Over 12 months, HongDa Financial Holding made a loss at the EBIT level, and saw its revenue drop to HK$659m, which is a fall of 77%. That makes us nervous, to say the least.
Not only did HongDa Financial Holding's revenue slip over the last twelve months, but it also produced negative earnings before interest and tax (EBIT). Indeed, it lost a very considerable HK$395m at the EBIT level. If you consider the significant liabilities mentioned above, we are extremely wary of this investment. Of course, it may be able to improve its situation with a bit of luck and good execution. But we think that is unlikely since it is low on liquid assets, and made a loss of HK$424m in the last year. So we think this stock is quite risky, like eating chicken you think might look too pink.
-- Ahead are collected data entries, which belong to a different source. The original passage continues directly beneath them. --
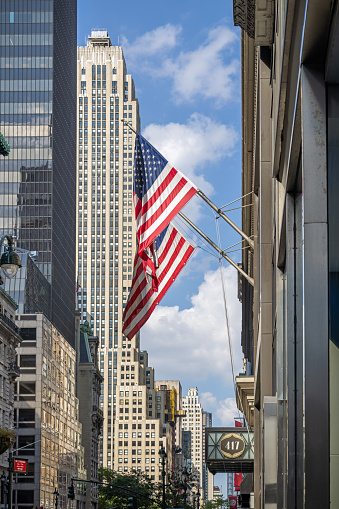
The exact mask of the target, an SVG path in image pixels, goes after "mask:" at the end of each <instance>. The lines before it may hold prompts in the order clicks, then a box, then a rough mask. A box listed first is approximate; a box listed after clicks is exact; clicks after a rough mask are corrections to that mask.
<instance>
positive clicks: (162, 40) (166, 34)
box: [122, 23, 182, 69]
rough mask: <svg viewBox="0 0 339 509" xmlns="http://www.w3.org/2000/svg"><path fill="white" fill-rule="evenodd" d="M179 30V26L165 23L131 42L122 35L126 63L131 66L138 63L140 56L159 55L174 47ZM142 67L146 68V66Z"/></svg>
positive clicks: (175, 43)
mask: <svg viewBox="0 0 339 509" xmlns="http://www.w3.org/2000/svg"><path fill="white" fill-rule="evenodd" d="M181 31H182V27H181V26H179V25H177V26H175V25H172V24H170V23H167V25H163V26H160V27H158V28H155V29H154V30H151V31H149V32H146V33H145V34H143V35H142V36H141V37H138V38H137V39H136V40H135V41H134V42H133V43H131V44H130V43H129V41H128V39H126V38H125V37H123V40H122V45H123V48H124V53H125V55H126V57H127V59H128V64H129V65H131V66H133V65H135V64H137V63H138V64H139V65H140V60H139V61H138V59H140V57H142V58H143V59H145V58H148V57H152V56H154V55H156V56H158V57H159V56H160V55H161V54H162V53H163V52H165V51H168V50H170V49H172V48H174V47H175V46H176V45H177V44H178V37H179V35H180V33H181ZM143 65H144V63H143ZM143 68H144V69H146V66H144V67H143Z"/></svg>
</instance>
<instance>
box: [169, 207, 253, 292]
mask: <svg viewBox="0 0 339 509" xmlns="http://www.w3.org/2000/svg"><path fill="white" fill-rule="evenodd" d="M178 215H179V216H180V217H181V218H182V219H183V220H184V221H186V223H187V224H189V225H190V226H191V227H192V228H193V229H194V230H195V231H196V232H197V233H199V235H200V236H201V237H202V238H203V239H205V240H206V242H208V243H209V244H210V245H211V246H212V247H213V248H214V249H215V250H216V251H218V253H219V254H220V255H221V256H222V257H223V258H225V260H227V261H228V263H230V264H231V265H233V267H234V268H235V269H237V271H238V272H240V274H241V275H242V276H244V278H245V279H247V281H248V282H249V283H250V284H251V285H252V286H254V279H253V278H252V277H251V276H249V275H248V274H246V272H245V271H244V270H242V268H241V267H239V265H237V264H236V263H235V262H234V261H233V260H232V259H231V258H230V257H229V256H227V254H225V253H224V251H222V250H221V249H220V247H218V246H217V245H216V244H215V243H214V242H213V240H211V239H210V238H209V237H207V235H205V234H204V233H203V232H202V231H201V230H200V229H199V228H198V227H197V226H196V225H195V224H194V223H192V221H190V219H188V217H186V216H185V215H184V214H183V213H182V212H179V214H178Z"/></svg>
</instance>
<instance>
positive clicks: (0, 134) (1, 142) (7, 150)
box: [0, 133, 11, 156]
mask: <svg viewBox="0 0 339 509" xmlns="http://www.w3.org/2000/svg"><path fill="white" fill-rule="evenodd" d="M10 151H11V148H10V146H9V143H8V141H7V140H6V138H5V137H4V135H3V134H1V133H0V154H1V155H2V156H8V155H9V153H10Z"/></svg>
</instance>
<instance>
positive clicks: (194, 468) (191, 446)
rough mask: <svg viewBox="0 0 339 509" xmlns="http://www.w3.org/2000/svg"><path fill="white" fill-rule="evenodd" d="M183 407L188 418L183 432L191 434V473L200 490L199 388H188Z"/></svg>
mask: <svg viewBox="0 0 339 509" xmlns="http://www.w3.org/2000/svg"><path fill="white" fill-rule="evenodd" d="M182 407H183V409H184V410H185V411H186V416H185V417H184V418H183V430H184V431H190V432H191V451H190V452H191V458H190V459H191V472H192V474H193V475H194V476H195V479H196V481H198V482H199V485H200V488H203V484H202V472H203V454H202V450H203V447H202V435H203V409H202V406H201V404H200V401H199V395H198V389H197V387H195V388H191V387H189V388H188V395H187V396H184V397H183V398H182Z"/></svg>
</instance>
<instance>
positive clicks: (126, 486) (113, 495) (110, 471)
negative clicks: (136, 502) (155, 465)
mask: <svg viewBox="0 0 339 509" xmlns="http://www.w3.org/2000/svg"><path fill="white" fill-rule="evenodd" d="M99 479H100V481H103V482H105V483H108V484H109V486H105V485H99V509H111V508H121V507H127V504H128V498H130V497H136V499H137V508H138V509H159V507H161V504H162V497H163V486H162V483H161V482H160V483H155V482H154V481H151V479H150V478H149V476H147V475H146V474H144V473H141V472H135V471H130V472H129V473H126V474H122V473H119V472H116V471H114V470H110V469H108V468H101V469H100V472H99ZM165 488H166V489H165V496H166V498H165V502H166V507H180V508H183V509H192V505H190V503H189V502H188V499H189V498H190V497H189V496H188V495H189V487H188V485H187V484H186V485H185V484H184V483H183V481H182V480H180V478H179V477H178V476H171V475H169V476H168V478H167V482H166V487H165ZM196 506H197V504H196ZM211 509H212V508H211Z"/></svg>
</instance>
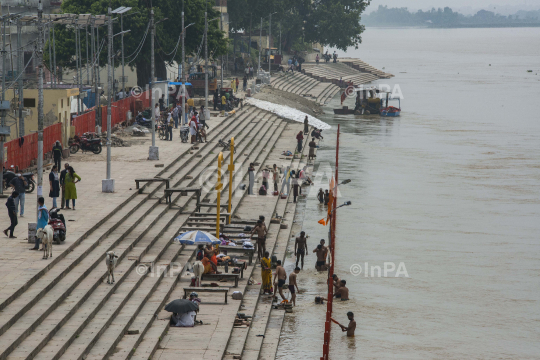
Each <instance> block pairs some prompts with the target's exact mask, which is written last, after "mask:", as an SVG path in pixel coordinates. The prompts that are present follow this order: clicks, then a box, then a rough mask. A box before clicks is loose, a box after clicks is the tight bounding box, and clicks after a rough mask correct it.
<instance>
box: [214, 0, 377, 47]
mask: <svg viewBox="0 0 540 360" xmlns="http://www.w3.org/2000/svg"><path fill="white" fill-rule="evenodd" d="M219 1H220V0H217V1H216V3H217V4H219ZM369 3H370V0H228V1H227V11H228V13H229V21H230V24H229V26H230V29H231V32H233V33H234V32H238V33H240V32H249V31H250V29H251V31H252V32H256V33H257V34H258V32H259V29H260V24H261V18H263V31H265V30H267V29H268V21H269V18H270V17H269V15H270V14H271V13H274V14H273V15H272V29H273V30H272V37H273V39H274V47H278V41H276V40H278V39H279V31H280V30H281V39H282V49H284V50H294V49H295V48H299V47H301V46H302V44H310V43H319V44H321V45H324V46H329V47H336V48H338V49H342V50H345V49H347V48H348V47H352V46H354V47H358V45H359V44H360V43H361V42H362V37H361V34H362V32H363V31H364V26H363V25H362V24H361V23H360V20H361V18H360V16H361V15H362V13H363V12H364V10H365V9H366V7H367V6H368V5H369Z"/></svg>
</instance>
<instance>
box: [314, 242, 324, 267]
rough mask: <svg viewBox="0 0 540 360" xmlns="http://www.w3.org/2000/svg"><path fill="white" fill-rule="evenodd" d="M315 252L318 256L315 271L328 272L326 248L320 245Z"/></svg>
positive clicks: (315, 248) (317, 245)
mask: <svg viewBox="0 0 540 360" xmlns="http://www.w3.org/2000/svg"><path fill="white" fill-rule="evenodd" d="M313 252H314V253H316V254H317V262H316V263H315V269H317V271H325V270H326V250H325V247H324V246H323V245H321V244H319V245H317V247H316V248H315V249H314V250H313Z"/></svg>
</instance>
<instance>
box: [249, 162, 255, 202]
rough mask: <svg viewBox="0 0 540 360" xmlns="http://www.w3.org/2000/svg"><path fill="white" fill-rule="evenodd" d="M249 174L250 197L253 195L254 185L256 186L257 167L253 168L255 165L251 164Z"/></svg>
mask: <svg viewBox="0 0 540 360" xmlns="http://www.w3.org/2000/svg"><path fill="white" fill-rule="evenodd" d="M248 174H249V187H248V195H253V185H254V184H255V167H254V166H253V163H250V164H249V168H248Z"/></svg>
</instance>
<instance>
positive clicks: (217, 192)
mask: <svg viewBox="0 0 540 360" xmlns="http://www.w3.org/2000/svg"><path fill="white" fill-rule="evenodd" d="M222 162H223V153H222V152H220V153H219V156H218V182H217V184H216V191H217V195H218V203H217V213H216V214H217V216H216V237H217V238H218V239H219V213H220V210H221V207H220V202H221V189H223V183H222V182H221V163H222Z"/></svg>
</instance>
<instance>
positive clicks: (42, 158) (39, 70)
mask: <svg viewBox="0 0 540 360" xmlns="http://www.w3.org/2000/svg"><path fill="white" fill-rule="evenodd" d="M42 19H43V4H42V3H41V0H39V3H38V17H37V25H38V39H37V40H38V43H37V52H36V56H37V60H38V158H37V172H38V173H37V178H38V188H37V199H38V200H39V198H40V197H42V196H43V23H42ZM37 215H38V212H37V211H36V222H37Z"/></svg>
We'd prefer pass. When we look at a riskier company, we like to check how their profits (or losses) are trending over time. Today, we're providing readers this interactive graph showing how HongDa Financial Holding's profit, revenue, and operating cashflow have changed over the last few years.
Of course, if you're the type of investor who prefers buying stocks without the burden of debt, then don't hesitate to discover our exclusive list of net cash growth stocks, today.
We aim to bring you long-term focused research analysis driven by fundamental data. Note that our analysis may not factor in the latest price-sensitive company announcements or qualitative material.
If you spot an error that warrants correction, please contact the editor at email@example.com. This article by Simply Wall St is general in nature. It does not constitute a recommendation to buy or sell any stock, and does not take account of your objectives, or your financial situation. Simply Wall St has no position in the stocks mentioned. Thank you for reading.